Случилось же то, чего Иван никак не ждал. Не успел он сделать и шагу, как Иван Лукич схватил со стенки плеть со свинцовым наконечником и полоснул ею по Ивановой спине. Лопнула рубашка, будто её располосовали ножом, вздулся кровяной рубец, и плетка засвистела в воздухе. Василиса запричитала таким перепуганным, визгливым голосом, что в соседней комнате проснулись старший сын Григорий и невестка Галина. Не понимая, что случилось, они замерли на пороге как раз в тот момент, когда Иван, не в силах вытерпеть ожога свинца, выскочил в окно и бросился наутек. Иван Лукич, распалясь, с удивительным проворством погнался за сыном. Следом побежал, в майке и в трусах, Григорий. В это время младший сын, тринадцатилетний школьник Алеша испуганный и бледный, как стенка, стоял на пороге в одних трусиках и весь дрожал.
— Мамо… что тут такое?
— Спи, спи, сынок! Это тебя не касается… Василиса прижала к себе мальчика и ещё сильнее залилась слезами.

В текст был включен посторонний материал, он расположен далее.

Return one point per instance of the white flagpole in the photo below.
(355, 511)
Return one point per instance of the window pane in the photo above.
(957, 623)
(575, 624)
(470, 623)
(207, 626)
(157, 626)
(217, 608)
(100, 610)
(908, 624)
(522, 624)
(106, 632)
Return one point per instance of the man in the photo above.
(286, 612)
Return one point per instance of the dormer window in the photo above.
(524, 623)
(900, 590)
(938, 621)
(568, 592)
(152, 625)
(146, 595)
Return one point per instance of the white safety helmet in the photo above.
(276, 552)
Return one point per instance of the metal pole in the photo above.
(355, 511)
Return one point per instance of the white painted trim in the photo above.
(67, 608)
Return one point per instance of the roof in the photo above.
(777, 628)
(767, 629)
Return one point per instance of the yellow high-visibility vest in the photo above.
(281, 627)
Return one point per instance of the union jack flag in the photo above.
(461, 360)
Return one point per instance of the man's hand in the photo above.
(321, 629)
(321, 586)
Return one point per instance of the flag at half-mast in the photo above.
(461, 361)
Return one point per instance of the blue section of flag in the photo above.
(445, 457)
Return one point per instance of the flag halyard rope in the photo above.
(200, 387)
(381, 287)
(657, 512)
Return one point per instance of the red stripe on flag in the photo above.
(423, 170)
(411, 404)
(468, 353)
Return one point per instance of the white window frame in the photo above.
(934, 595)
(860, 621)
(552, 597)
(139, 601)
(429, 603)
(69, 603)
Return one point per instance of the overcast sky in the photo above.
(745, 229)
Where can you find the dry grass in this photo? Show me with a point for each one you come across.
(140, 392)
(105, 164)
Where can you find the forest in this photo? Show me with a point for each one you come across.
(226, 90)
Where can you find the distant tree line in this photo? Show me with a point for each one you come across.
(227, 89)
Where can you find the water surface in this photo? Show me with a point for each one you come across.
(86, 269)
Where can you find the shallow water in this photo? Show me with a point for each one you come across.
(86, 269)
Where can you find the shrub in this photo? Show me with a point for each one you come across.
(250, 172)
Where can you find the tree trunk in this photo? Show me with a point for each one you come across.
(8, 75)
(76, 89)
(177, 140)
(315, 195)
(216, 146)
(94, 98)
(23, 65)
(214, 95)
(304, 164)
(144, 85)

— Беги, Галя, беги к ним! — говорила Василиса. — Беги, а то он его убьет.
Погоня длилась недолго. Иван Лукич перепрыгнул соседскую изгородь и побежал напрямик по огородам. Хотел на углу следующей улицы перерезать Ивану дорогу и не успел. Иван что есть сил промчался мимо. Иван Лукич успел достать его спину плеткой, и он бы догнал Ивана, если бы не Егорлык. Подлетев к отвесной круче и не замедляя бег, Иван бросился в страшно черневшую воду и поплыл на ту сторону. Иван Лукич подбежал к круче и, тяжело дыша, хотел было поспешно снять одежду и продолжать преследование беглеца. Но тут подоспел Григорий. Он схватил отца, начал уговаривать, взял у него плетку. Иван Лукич отдышался и опомнился. Сел на кручу, закурил. Рядом сидел Григорий. Там, где темнел камыш, булькала вода.
— Гриша, — сказал Иван Лукич, — крикни ему, чтоб вернулся…

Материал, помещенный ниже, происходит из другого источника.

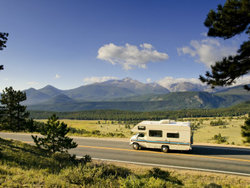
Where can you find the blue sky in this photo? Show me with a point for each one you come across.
(71, 43)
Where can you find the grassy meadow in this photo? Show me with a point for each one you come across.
(23, 165)
(228, 127)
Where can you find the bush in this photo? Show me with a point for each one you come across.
(219, 139)
(217, 123)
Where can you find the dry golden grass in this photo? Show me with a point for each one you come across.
(204, 134)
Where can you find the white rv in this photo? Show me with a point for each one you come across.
(165, 135)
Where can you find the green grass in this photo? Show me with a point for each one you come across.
(231, 130)
(23, 165)
(106, 128)
(204, 134)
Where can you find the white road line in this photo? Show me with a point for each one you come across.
(172, 166)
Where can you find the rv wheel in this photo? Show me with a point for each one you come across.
(164, 149)
(136, 146)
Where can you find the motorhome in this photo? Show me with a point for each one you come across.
(165, 135)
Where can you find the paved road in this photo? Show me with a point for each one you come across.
(205, 158)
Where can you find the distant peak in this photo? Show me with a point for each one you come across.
(128, 79)
(49, 86)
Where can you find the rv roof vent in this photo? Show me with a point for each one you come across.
(165, 121)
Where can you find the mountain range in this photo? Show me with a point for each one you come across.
(129, 94)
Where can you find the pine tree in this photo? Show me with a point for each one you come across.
(54, 136)
(245, 131)
(231, 19)
(13, 115)
(3, 40)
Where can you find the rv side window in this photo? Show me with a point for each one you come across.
(141, 127)
(173, 135)
(155, 133)
(141, 135)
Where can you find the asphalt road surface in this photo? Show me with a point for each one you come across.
(227, 160)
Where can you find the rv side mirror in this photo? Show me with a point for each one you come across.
(141, 135)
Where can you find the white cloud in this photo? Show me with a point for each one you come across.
(91, 80)
(243, 80)
(207, 51)
(149, 80)
(32, 83)
(130, 56)
(168, 81)
(57, 76)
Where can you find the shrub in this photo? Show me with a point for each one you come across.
(217, 123)
(219, 139)
(55, 138)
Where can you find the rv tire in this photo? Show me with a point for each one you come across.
(165, 149)
(136, 146)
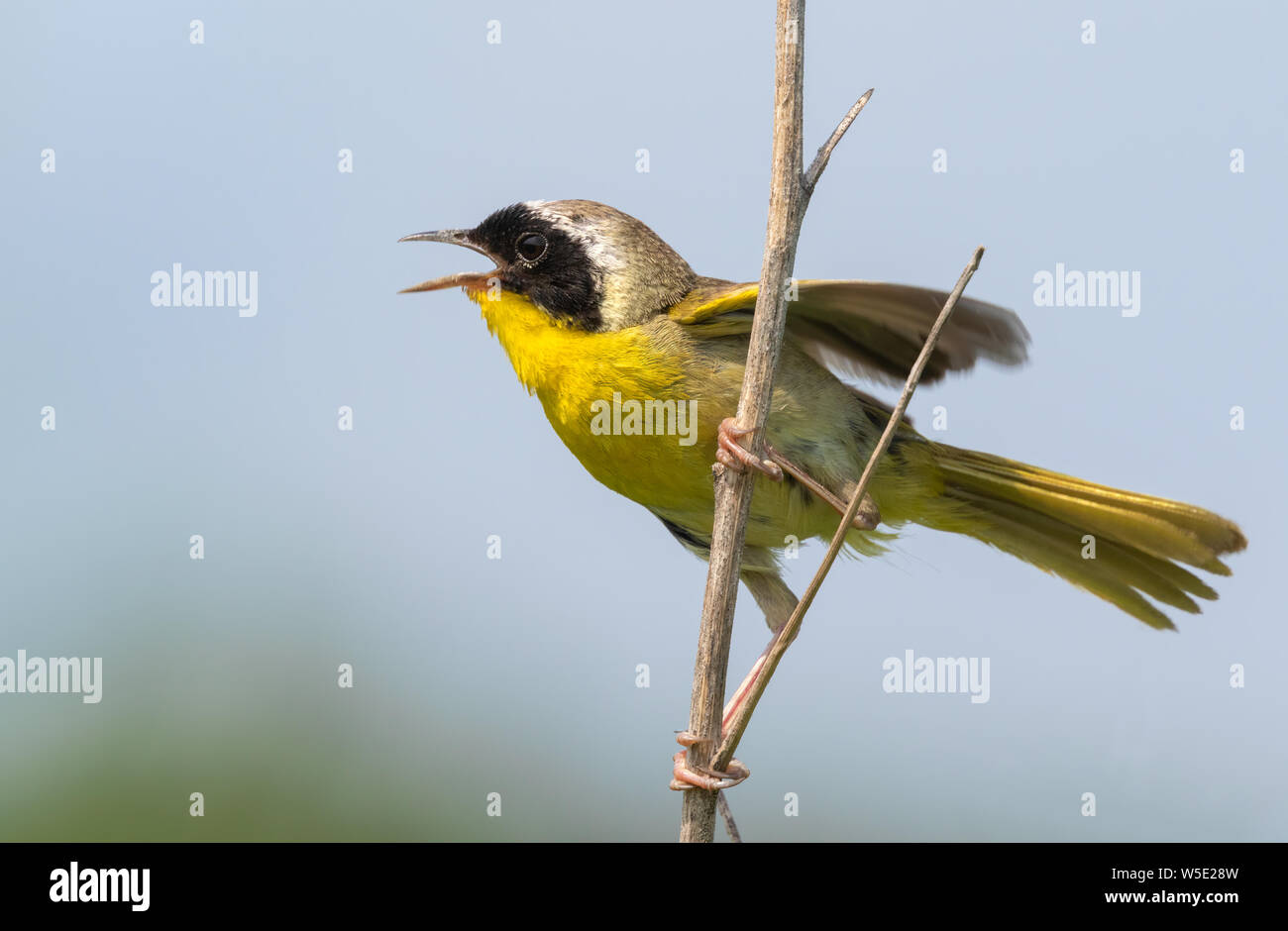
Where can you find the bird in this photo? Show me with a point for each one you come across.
(638, 363)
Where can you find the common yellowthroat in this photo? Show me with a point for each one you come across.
(600, 317)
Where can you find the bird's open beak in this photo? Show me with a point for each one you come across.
(456, 237)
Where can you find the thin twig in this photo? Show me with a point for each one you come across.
(824, 151)
(733, 734)
(730, 826)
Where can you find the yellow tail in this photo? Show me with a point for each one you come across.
(1044, 518)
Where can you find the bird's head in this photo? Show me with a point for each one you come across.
(584, 262)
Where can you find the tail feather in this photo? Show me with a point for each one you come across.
(1043, 517)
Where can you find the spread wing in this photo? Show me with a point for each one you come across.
(867, 329)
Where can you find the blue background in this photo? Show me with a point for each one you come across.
(519, 674)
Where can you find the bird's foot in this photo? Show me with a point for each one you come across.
(686, 777)
(732, 455)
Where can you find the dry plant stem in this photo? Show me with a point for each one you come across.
(789, 194)
(733, 488)
(784, 638)
(730, 826)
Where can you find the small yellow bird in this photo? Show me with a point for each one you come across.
(639, 362)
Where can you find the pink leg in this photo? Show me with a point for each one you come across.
(733, 456)
(687, 777)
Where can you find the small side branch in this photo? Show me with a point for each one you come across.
(734, 732)
(824, 153)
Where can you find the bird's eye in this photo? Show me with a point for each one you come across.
(531, 248)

— Ваня! Вернись, Ваня! — сильным голосом позвал Григорий. — Плыви сюда, Ваня!
Иван не откликнулся. Было тихо. Иван Лукич и Григорий посидели ещё немного и молча пошли домой.
VI
Сердце сжимали стыд и обида, и было так горько думать о случившемся, что Иван Лукич ни на минуту не мог оставаться дома. Не мог смотреть в глаза жене, не хотел не только говорить, но даже думать об Иване. Не заходя в хату, он завел стоящий у порога мотоцикл и умчался в бригаду. Степь уже светлела, созревали, белели хлеба, и на каждом колоске серебрились росинки. Проселочная дорога лежала через пшеницу. Иван Лукич ехал быстро. Свежий ветер бил в лицо, залетал под рубашку, пузырем надувал её за спиной. Бригадный вагон, зеленея крышей, все так же одиноко маячил в степи. Двери в нем распахнуты, на видневшихся двухъярусных нарах сладко коротали ночь рулевые. Не спал только старик водовоз Чухнов. Уснул рано и уже выспался. Лежал под бричкой на старенькой полости. Поднял голову и спросил:
— Иван Лукич, чего такой сумрачный? Или заболел, или жинка из дому выгнала?

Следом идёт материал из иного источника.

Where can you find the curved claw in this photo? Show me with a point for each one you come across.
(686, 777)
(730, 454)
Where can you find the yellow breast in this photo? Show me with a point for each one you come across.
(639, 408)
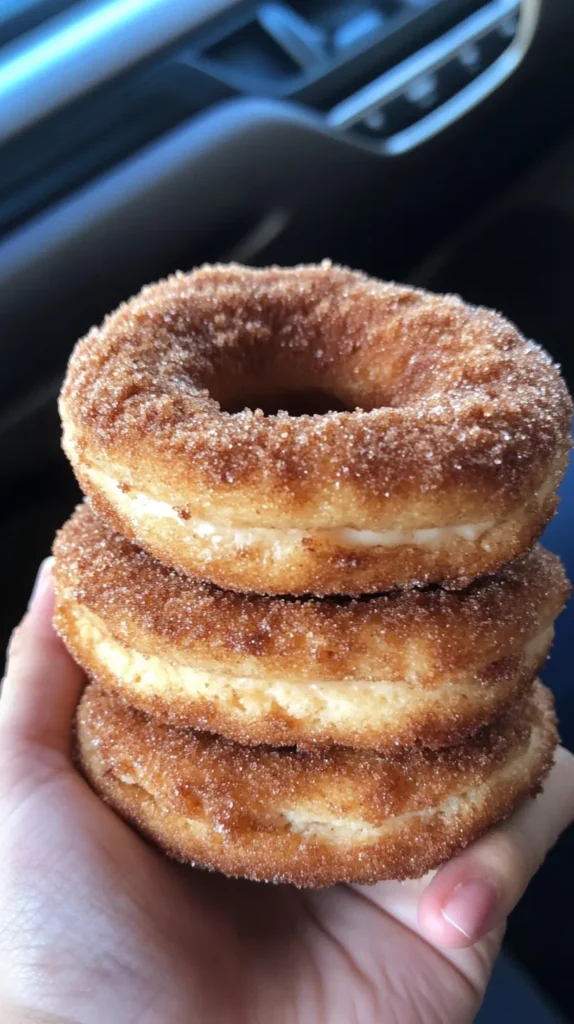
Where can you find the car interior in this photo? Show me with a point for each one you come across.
(428, 141)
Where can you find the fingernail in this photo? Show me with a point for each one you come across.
(42, 578)
(472, 907)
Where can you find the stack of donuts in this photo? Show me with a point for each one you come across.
(305, 587)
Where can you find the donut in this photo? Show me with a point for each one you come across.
(312, 430)
(310, 818)
(411, 668)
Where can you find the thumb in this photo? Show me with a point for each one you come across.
(475, 893)
(42, 685)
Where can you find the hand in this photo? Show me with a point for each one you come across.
(96, 926)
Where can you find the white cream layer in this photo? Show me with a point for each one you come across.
(137, 506)
(355, 704)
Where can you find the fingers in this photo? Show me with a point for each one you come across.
(42, 683)
(475, 893)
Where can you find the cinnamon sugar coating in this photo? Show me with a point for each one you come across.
(310, 818)
(449, 417)
(418, 667)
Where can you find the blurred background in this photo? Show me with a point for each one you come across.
(422, 140)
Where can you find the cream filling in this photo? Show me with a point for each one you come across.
(326, 704)
(137, 506)
(315, 819)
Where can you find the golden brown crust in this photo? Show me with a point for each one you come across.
(428, 667)
(310, 818)
(462, 421)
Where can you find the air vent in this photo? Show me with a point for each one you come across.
(436, 85)
(251, 52)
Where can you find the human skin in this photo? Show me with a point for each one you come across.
(95, 925)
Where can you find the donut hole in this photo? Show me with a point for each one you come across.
(299, 401)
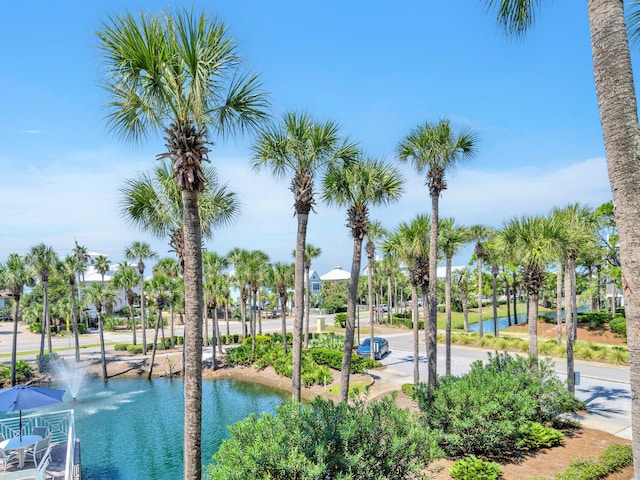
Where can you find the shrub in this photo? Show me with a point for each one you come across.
(472, 468)
(619, 325)
(534, 436)
(482, 412)
(325, 440)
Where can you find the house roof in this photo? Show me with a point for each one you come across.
(336, 274)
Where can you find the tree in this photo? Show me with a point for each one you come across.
(301, 148)
(100, 295)
(408, 243)
(435, 148)
(141, 251)
(479, 233)
(69, 268)
(179, 72)
(357, 186)
(452, 239)
(153, 203)
(15, 274)
(127, 279)
(533, 241)
(618, 108)
(43, 259)
(170, 268)
(102, 264)
(281, 278)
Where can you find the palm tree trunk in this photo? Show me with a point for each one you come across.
(155, 344)
(532, 319)
(416, 334)
(103, 357)
(447, 307)
(480, 332)
(76, 335)
(619, 117)
(283, 306)
(350, 326)
(559, 299)
(296, 375)
(143, 320)
(14, 340)
(193, 337)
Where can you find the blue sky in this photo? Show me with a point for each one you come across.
(377, 68)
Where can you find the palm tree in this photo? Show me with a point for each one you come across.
(100, 295)
(300, 148)
(43, 259)
(101, 264)
(69, 268)
(15, 274)
(452, 239)
(435, 148)
(576, 232)
(179, 72)
(141, 251)
(310, 253)
(127, 279)
(533, 241)
(357, 186)
(170, 268)
(281, 278)
(153, 203)
(408, 243)
(618, 108)
(479, 233)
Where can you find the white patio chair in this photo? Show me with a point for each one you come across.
(40, 431)
(39, 449)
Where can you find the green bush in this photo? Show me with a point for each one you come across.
(473, 468)
(483, 411)
(619, 325)
(534, 436)
(47, 362)
(325, 440)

— Ни то и ни другое, — сухо ответил Иван Лукич. — Где бы мне поспать Часок, Корней Онуфриевич?
— Возле себя рядом положить не могу, — ответил Чухнов. — Зараз буду запрягать быков да побыстрее доставлю воды, а то трактористам и умыться нечем. Ты забирайся под вагон — сильно удобное место! Возьми мою полстинку, мягкая, прямо как перина.
— Опять у тебя воды нету, водовоз?
— Не поспеваю, Иван Лукич, доставлять: сильный расход ведут твои хлопцы, — жаловался Чухнов. — Вчера вечером такой душ устроили, что беда! И все твой Илюшка Казанков воду разливает. Пей-лей, воды в Егорлыке много!